BACKGROUND AND AIMS:

This study was designed to elucidate the effects of obesity, self-reported physical activity and cardiorespiratory fitness on blood pressure, inflammation, and insulin resistance.

METHODS AND RESULTS:

Data from 950 Caucasian subjects ranging in age from 19 to 49 years from the National Health and Nutrition Survey (NHANES), 1999-2002, were included to construct a population-based observational study. Cardiorespiratory fitness (VO(2) max) was predicted from a submaximal exercise stress test. Self-reported physical activity was measured by metabolic equivalent score transformed from a questionnaire. A structural equation model (SEM) was developed to examine the relationship between obesity, cardiorespiratory fitness, self-reported physical activity, and hypertension, inflammation, and insulin resistance.
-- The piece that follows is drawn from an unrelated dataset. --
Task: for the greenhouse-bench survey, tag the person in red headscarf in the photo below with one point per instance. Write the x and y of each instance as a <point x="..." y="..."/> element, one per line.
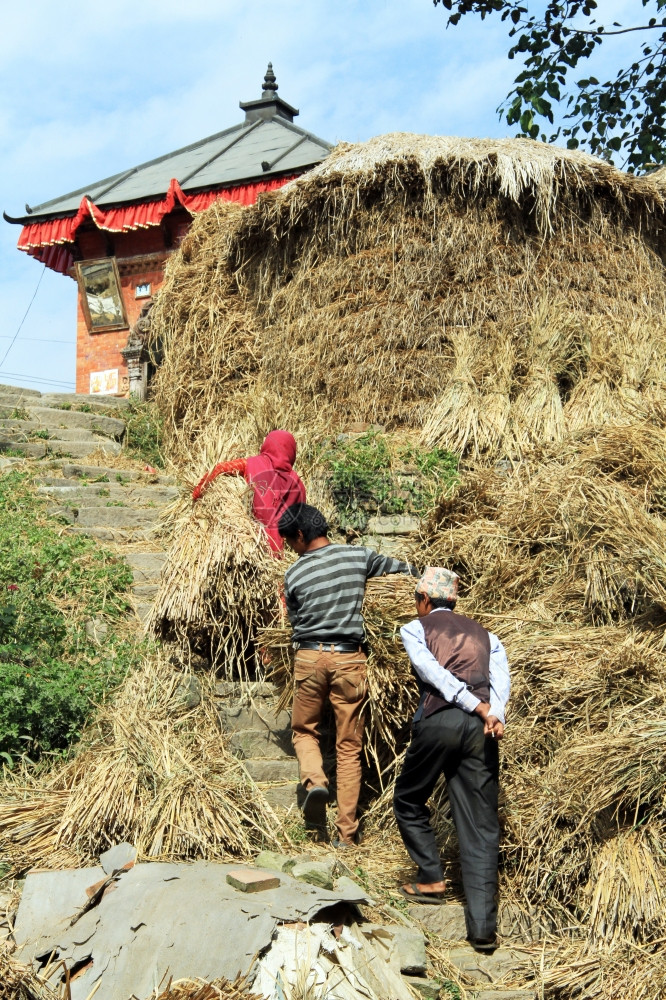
<point x="270" y="473"/>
The model showed that obesity was positively linked to hypertension (B=0.50, P<0.001) and C-reactive protein (CRP; B=0.15, p<0.05), which in turn led to insulin resistance (B=0.44, P<0.05). Increased cardiorespiratory fitness was negatively associated with CRP (Γ=-0.23, P<0.01), but not correlated to hypertension after adjustment for potential confounding factors. No significant association was found between self-reported physical activity and hypertension, insulin resistance, and CRP.

CONCLUSION:

Obesity contributes to the development of hypertension, inflammation, and insulin resistance. Improved cardiorespiratory fitness might lead to clinical and biochemical improvement in insulin resistance by reducing the inflammatory state.

PMID:
19748250
DOI:
10.1016/j.numecd.2009.06.005
[Indexed for MEDLINE]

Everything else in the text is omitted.